Did he think the President did anything illegal?

“Yesterday was a very bad day for the President,” he conceded. “But at this point it’s not clear that he’s done anything illegal, meaning the President of the United States. But whether he did something illegal or didn’t do something illegal, you can’t indict a sitting President. You know that from the Constitution, so this will become a political story more than a story of criminality.”

How he felt about the convictions of Paul Manafort and Michael Cohen: “When I saw the news yesterday, cause I’m a human being the same way you guys are human beings, my heart went out to Paul, it went out to Michael, their families and the children that are associated with these families. That’s where my heart went,” he said. “People do make mistakes in life and they make some mis-decisions… That was my original reaction and so listen at the end of the day though I think both had felt they’d been treated fairly,” he said. “I’m proud to call Paul Manafort and Michael Cohen friends of mine. Even though they did something wrong and they’ve admitted guilt to doing things that are wrong, I don’t think you cut and run from your friends. In the neighborhood where I grew up in you learn never to do that.”

Back to the President, I asked the Mooch what he thought were the chances he’d be impeached?
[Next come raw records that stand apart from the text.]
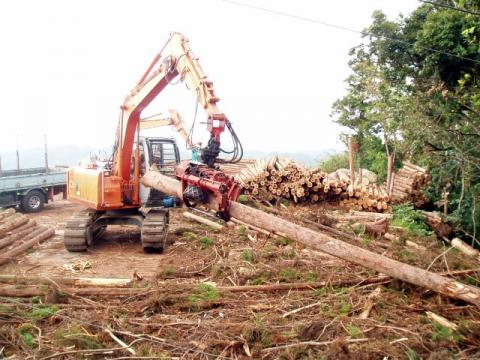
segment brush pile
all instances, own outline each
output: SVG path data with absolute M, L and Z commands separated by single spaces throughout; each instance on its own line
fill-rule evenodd
M 39 226 L 35 220 L 16 213 L 14 209 L 0 210 L 0 265 L 54 233 L 53 228 Z
M 340 202 L 358 210 L 384 211 L 388 208 L 385 189 L 367 178 L 352 185 L 348 170 L 326 174 L 290 159 L 258 160 L 237 174 L 236 180 L 245 194 L 267 201 L 285 198 L 295 203 Z
M 430 175 L 420 166 L 405 161 L 403 167 L 393 176 L 392 203 L 411 202 L 420 207 L 427 202 L 422 189 L 428 187 Z

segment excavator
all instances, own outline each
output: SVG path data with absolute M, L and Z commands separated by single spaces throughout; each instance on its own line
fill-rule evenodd
M 163 54 L 165 50 L 167 55 Z M 143 110 L 168 85 L 180 81 L 206 112 L 210 138 L 204 147 L 192 143 L 195 123 L 187 132 L 178 113 L 171 112 L 167 120 L 141 117 Z M 65 248 L 86 251 L 108 225 L 135 225 L 140 228 L 144 251 L 162 251 L 166 246 L 169 209 L 162 206 L 162 194 L 151 190 L 145 193 L 139 181 L 142 172 L 152 167 L 181 182 L 181 200 L 187 206 L 209 202 L 220 218 L 228 219 L 228 204 L 238 198 L 240 186 L 220 171 L 217 164 L 240 161 L 243 149 L 231 122 L 218 108 L 218 101 L 213 83 L 203 72 L 188 39 L 178 32 L 171 33 L 120 106 L 110 159 L 101 166 L 92 162 L 68 170 L 67 198 L 83 205 L 85 210 L 67 221 Z M 193 150 L 192 160 L 180 161 L 173 139 L 140 136 L 142 128 L 159 124 L 175 126 L 184 138 L 188 134 L 186 142 Z M 222 149 L 220 142 L 225 129 L 233 144 L 229 151 Z M 229 158 L 220 158 L 220 153 Z

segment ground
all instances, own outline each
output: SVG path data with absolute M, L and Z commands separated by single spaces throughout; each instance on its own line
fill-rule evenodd
M 0 351 L 5 357 L 120 359 L 134 351 L 143 359 L 480 358 L 480 311 L 473 305 L 379 278 L 288 238 L 238 225 L 213 230 L 186 220 L 184 209 L 172 211 L 172 244 L 162 254 L 143 253 L 138 231 L 128 227 L 109 227 L 87 253 L 68 253 L 62 230 L 78 209 L 59 201 L 29 215 L 54 226 L 56 235 L 1 272 L 133 278 L 134 289 L 127 295 L 63 296 L 55 286 L 43 285 L 47 296 L 2 297 Z M 317 205 L 263 209 L 299 223 L 332 210 Z M 455 251 L 439 257 L 444 247 L 434 236 L 393 231 L 424 250 L 366 236 L 356 245 L 423 268 L 438 258 L 431 266 L 436 272 L 478 268 L 478 261 Z M 69 267 L 75 264 L 79 270 Z M 478 286 L 478 274 L 457 278 Z M 304 288 L 269 287 L 277 284 Z M 256 291 L 231 290 L 242 285 Z M 427 311 L 458 329 L 432 322 Z M 131 348 L 122 349 L 112 334 Z

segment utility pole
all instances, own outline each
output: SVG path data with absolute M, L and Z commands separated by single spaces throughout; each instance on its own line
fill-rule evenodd
M 45 173 L 48 174 L 48 151 L 47 151 L 47 134 L 43 134 L 45 140 Z
M 20 154 L 18 153 L 18 134 L 17 134 L 17 175 L 20 174 Z
M 2 155 L 0 155 L 0 176 L 3 175 L 3 170 L 2 170 Z

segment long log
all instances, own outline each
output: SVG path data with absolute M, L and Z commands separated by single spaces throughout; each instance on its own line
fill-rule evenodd
M 13 234 L 10 234 L 6 237 L 4 237 L 3 239 L 0 240 L 0 249 L 3 249 L 4 247 L 6 246 L 9 246 L 11 244 L 13 244 L 15 241 L 18 241 L 20 239 L 24 239 L 26 236 L 28 236 L 29 234 L 31 234 L 33 231 L 34 231 L 34 226 L 36 225 L 37 223 L 35 222 L 35 220 L 29 220 L 25 225 L 22 225 L 18 228 L 18 230 L 13 233 Z
M 98 287 L 127 287 L 132 284 L 132 279 L 126 278 L 89 278 L 89 277 L 41 277 L 0 274 L 0 282 L 4 283 L 33 283 L 33 284 L 62 284 L 73 286 L 98 286 Z
M 22 245 L 19 245 L 15 248 L 13 248 L 10 251 L 7 251 L 6 253 L 0 255 L 0 265 L 5 264 L 6 262 L 10 261 L 13 259 L 15 256 L 23 253 L 24 251 L 30 249 L 32 246 L 36 245 L 37 243 L 40 243 L 49 237 L 53 236 L 55 234 L 55 229 L 54 228 L 46 228 L 42 233 L 38 234 L 35 236 L 33 239 L 28 240 L 27 242 L 23 243 Z
M 22 226 L 28 222 L 28 218 L 24 215 L 18 214 L 12 215 L 11 216 L 12 220 L 10 221 L 10 218 L 8 218 L 8 222 L 4 223 L 3 225 L 0 225 L 0 236 L 6 235 L 9 231 Z
M 216 229 L 216 230 L 221 230 L 221 229 L 223 229 L 223 225 L 220 225 L 219 223 L 216 223 L 215 221 L 205 219 L 205 218 L 203 218 L 203 217 L 201 217 L 201 216 L 198 216 L 198 215 L 189 213 L 188 211 L 185 211 L 185 212 L 183 213 L 183 216 L 186 217 L 187 219 L 190 219 L 190 220 L 199 222 L 199 223 L 204 224 L 204 225 L 208 225 L 208 226 L 210 226 L 211 228 L 214 228 L 214 229 Z
M 4 210 L 2 212 L 0 212 L 0 220 L 3 220 L 9 216 L 12 216 L 13 214 L 15 214 L 15 209 L 7 209 L 7 210 Z
M 170 195 L 179 193 L 179 181 L 168 178 L 159 172 L 149 172 L 147 175 L 155 179 L 155 189 Z M 164 183 L 166 186 L 163 186 Z M 480 305 L 480 289 L 477 287 L 462 284 L 430 271 L 390 259 L 234 201 L 230 202 L 230 215 L 269 231 L 281 231 L 293 240 L 340 259 L 434 290 L 455 299 Z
“It was not a good day for the President,” he conceded, “but the way the House and the Senate are configured I think the chances of him being impeached are quite remote. You have to get the entire vote done in the House and then you gotta get two-thirds of the Senate to get an impeachment so I don’t really think that’s the issue for the President. What’s at issue for the President is the political environment. If the political environment changes on him, that’s really what buried Richard Nixon. It wasn’t whatever the facts were. It was the political environment changed and that’s where the problem lies. But right now, today, what’s today’s date, the 21st or the 22? I don’t see him getting impeached.”

On another track, I asked him about Melania. What’s she really like?
“I have an enormous amount of respect for Melania. She’s a terrific mother. I think she’s been a great partner to the President and she’s always been unbelievably kind and gracious to me and my wife and my family members. Every interaction I’ve ever had with Melania, she’s a very warm, very caring, loving person.
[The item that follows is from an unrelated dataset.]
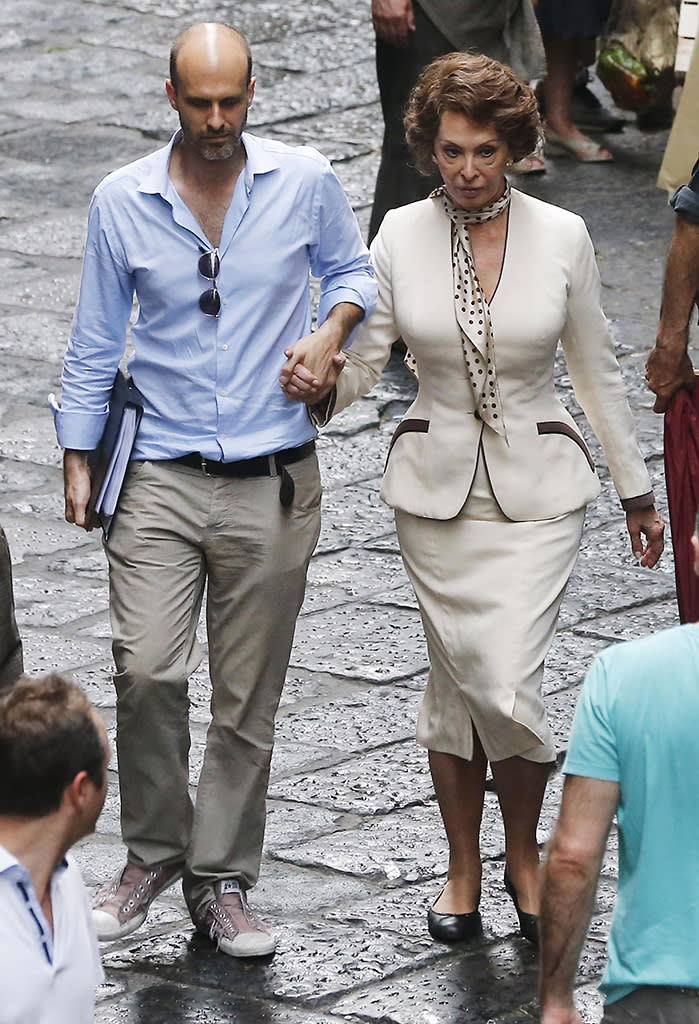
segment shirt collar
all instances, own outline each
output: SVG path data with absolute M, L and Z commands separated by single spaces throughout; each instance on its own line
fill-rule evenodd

I asked Scaramucci if he read Frank Bruni’s editorial, where he called her possibly the Greatest First Lady and that she was trolling the President.
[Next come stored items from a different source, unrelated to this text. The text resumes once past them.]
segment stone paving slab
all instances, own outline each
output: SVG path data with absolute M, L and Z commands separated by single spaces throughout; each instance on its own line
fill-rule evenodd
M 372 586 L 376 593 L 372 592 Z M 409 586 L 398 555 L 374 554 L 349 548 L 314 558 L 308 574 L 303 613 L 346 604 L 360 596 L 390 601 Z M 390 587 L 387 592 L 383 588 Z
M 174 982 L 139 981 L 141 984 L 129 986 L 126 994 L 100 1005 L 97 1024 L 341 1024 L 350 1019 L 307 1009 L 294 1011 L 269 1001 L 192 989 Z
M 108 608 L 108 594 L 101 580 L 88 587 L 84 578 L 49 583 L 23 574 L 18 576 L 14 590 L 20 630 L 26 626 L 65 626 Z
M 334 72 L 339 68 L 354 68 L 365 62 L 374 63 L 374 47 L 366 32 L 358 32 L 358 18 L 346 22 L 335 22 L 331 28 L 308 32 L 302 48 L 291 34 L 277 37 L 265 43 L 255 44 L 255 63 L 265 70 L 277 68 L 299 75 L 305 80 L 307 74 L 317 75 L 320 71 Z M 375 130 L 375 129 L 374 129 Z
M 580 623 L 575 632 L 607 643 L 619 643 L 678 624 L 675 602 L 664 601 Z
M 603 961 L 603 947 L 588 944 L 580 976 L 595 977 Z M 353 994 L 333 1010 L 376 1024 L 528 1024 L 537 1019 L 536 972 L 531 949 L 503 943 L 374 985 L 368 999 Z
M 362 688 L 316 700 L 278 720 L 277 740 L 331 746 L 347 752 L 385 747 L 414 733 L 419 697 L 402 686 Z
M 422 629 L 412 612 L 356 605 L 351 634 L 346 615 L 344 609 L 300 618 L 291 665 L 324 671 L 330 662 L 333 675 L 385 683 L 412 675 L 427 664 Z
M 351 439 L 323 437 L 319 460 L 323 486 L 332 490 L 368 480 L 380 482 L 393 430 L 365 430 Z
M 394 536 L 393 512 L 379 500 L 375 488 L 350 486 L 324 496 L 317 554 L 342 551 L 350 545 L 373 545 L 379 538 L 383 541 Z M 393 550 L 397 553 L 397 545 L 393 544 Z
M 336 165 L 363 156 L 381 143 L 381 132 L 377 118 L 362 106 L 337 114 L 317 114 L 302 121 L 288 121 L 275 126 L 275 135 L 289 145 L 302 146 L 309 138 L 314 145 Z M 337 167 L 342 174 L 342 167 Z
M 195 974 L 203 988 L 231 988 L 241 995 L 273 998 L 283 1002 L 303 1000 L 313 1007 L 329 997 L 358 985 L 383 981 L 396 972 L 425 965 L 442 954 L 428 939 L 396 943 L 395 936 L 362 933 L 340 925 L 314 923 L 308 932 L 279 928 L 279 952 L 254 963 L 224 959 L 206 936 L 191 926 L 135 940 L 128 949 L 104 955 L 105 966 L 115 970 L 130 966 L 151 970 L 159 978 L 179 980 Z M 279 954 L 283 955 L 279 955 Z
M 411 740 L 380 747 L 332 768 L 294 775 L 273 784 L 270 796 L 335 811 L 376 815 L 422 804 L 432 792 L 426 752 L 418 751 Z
 “I didn’t read the piece,” he said. “But I think the stuff about trolling, if people are making suggestions she’s trolling the president, I’m not inside her mind. I don’t know if she’s trolling the President or not, but I do want the President to stop what he’s doing on Twitter. It’s hurting him.”

Why can’t he?

“I don’t know the answer to that,” Scaramucci told me. “I think in fairness to him he would say that Twitter was a device that he used to control the news cycle and to hop over the mainstream media that was decidedly negative on his candidacy and so I think he would say he used that as a device to create his own media outlet for his own ideas and his own views but what happens with the President, because he’s such a heavy counterpuncher, when people are hitting him I think he’s overusing Twitter in the counterpunching and I think it’s costing him. I think the average American says, ‘Whoa, whoa, whoa, you’re doing a great job, but stylistically if you changed tone a little bit you’d be more popular.”

Couldn’t you just say knock it off?

“Who could? You think you could? I’m on the record saying I couldn’t. But I’m also on the record saying I like him and I want him to do well.”